Blitzschnell schloss sie ihr Fahrrad an der Hauswand ab und klingelte bei «Schneider». Der Summer schnarrte, und Merle sprang die Treppen hoch zur Wohnung im zweiten Stock. Sie war im Eiltempo von ihrer Wohnung in Eimsbüttel ins Portugiesenviertel gestrampelt, nachdem ihre Mutter angerufen hatte - um 9 Uhr morgens, das war an einem Samstag ja quasi noch Nacht. Angeblich «nur so», aber irgendetwas in ihrer Stimme hatte Merle beunruhigt. Da war etwas im Busch, das sagte ihr der siebte Sinn, den sie im Laufe der Jahre mit ihrer Mutter entwickelt hatte. Und jetzt ahnte sie auch, was es war. Merle stöhnte auf.

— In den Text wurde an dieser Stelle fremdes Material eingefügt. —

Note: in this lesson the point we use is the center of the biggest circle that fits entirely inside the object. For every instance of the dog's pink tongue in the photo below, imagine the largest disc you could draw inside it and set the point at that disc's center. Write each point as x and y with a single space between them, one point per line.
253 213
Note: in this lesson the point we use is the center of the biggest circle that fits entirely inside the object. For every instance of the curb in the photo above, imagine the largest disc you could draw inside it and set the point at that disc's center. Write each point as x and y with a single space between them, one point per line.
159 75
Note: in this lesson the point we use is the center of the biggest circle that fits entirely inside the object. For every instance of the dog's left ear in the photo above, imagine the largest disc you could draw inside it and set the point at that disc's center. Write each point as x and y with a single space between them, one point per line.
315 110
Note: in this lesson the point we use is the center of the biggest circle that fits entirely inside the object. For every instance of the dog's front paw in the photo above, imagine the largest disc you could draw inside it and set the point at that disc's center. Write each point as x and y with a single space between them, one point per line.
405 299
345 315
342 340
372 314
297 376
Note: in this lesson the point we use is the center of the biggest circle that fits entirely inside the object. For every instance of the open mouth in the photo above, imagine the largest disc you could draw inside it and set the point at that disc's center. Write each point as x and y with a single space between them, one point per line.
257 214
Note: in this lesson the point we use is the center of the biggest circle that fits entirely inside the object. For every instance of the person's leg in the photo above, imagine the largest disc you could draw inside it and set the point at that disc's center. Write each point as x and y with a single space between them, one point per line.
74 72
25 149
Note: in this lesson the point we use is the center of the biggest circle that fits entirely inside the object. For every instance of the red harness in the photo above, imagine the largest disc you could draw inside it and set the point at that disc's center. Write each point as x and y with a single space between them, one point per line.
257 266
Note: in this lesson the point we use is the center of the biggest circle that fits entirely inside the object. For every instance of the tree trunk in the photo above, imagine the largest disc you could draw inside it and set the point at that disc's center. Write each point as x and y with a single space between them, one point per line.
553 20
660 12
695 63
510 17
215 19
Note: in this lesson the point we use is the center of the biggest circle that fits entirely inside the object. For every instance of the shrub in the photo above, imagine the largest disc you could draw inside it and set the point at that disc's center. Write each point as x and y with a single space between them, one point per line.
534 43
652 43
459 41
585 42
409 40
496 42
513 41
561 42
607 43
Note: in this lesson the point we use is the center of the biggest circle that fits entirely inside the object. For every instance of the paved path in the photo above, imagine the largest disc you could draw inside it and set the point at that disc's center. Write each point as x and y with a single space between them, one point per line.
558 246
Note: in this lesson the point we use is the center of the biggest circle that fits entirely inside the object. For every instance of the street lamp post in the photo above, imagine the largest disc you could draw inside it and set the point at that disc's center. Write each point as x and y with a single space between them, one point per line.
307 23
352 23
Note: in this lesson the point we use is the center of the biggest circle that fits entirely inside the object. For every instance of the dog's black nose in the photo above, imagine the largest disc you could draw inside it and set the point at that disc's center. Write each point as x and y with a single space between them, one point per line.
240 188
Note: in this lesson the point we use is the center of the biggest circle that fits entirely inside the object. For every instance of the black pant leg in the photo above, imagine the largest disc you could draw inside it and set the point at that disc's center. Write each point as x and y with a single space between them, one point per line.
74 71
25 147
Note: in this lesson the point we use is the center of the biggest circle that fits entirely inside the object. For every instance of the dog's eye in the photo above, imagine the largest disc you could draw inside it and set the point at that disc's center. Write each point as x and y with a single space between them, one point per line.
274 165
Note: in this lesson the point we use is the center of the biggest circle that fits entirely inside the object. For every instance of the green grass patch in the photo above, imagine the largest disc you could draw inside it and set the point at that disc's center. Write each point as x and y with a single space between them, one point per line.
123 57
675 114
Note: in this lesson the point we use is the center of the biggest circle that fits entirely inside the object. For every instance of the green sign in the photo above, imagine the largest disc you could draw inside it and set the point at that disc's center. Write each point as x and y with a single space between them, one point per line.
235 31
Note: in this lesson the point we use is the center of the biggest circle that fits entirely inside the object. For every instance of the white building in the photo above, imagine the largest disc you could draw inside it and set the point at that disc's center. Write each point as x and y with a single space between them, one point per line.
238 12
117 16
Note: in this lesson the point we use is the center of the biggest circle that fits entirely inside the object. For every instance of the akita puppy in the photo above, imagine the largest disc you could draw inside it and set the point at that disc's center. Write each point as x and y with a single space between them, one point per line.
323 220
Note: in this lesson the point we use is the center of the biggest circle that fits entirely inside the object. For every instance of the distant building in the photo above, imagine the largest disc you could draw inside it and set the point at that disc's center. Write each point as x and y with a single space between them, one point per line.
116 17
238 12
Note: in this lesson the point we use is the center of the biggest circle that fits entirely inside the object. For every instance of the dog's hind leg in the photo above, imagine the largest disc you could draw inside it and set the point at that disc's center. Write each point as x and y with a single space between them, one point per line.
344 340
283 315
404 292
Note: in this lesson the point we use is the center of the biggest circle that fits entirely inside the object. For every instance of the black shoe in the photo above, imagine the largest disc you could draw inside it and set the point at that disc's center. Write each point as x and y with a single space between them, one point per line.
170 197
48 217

Wie gerne wäre sie noch mit Tom in ihrem Bett geblieben. Es war so kuschelig gewesen; sie hatte sich an seinen Rücken geschmiegt und die wohlige Wärme seiner Haut genossen. Wie gut dieser Mann roch! Nach Sonne und Salzwasser und einem Hauch von Marzipantasche. Ein Cocktail, der sie schwach machte, sodass sie ihre ganze Willenskraft hatte aufwenden müssen, um sich von ihm zu lösen.
Ächzend erreichte Merle den ersten Stock. Vielleicht hatte Tom ja recht, und sie sollte mal wieder Sport machen. Sitzen war das neue Rauchen - und sie selbst saß eindeutig zu viel. Nur die Yogastunde freitags morgens war ihr heilig. Tom dagegen war in seinem Laden für Surfbedarf ständig in Bewegung und fuhr fast jedes Wochenende zum Kiten nach St. Peter-Ording. Nichts für Merle. Sie hatte viel zu viel Respekt vor den hohen Wellen. Sie liebte das Wasser, aber sie hielt lieber Abstand, seit sie als Kind beim Schwimmunterricht einmal so viel davon geschluckt hatte, dass sie glaubte zu ersticken.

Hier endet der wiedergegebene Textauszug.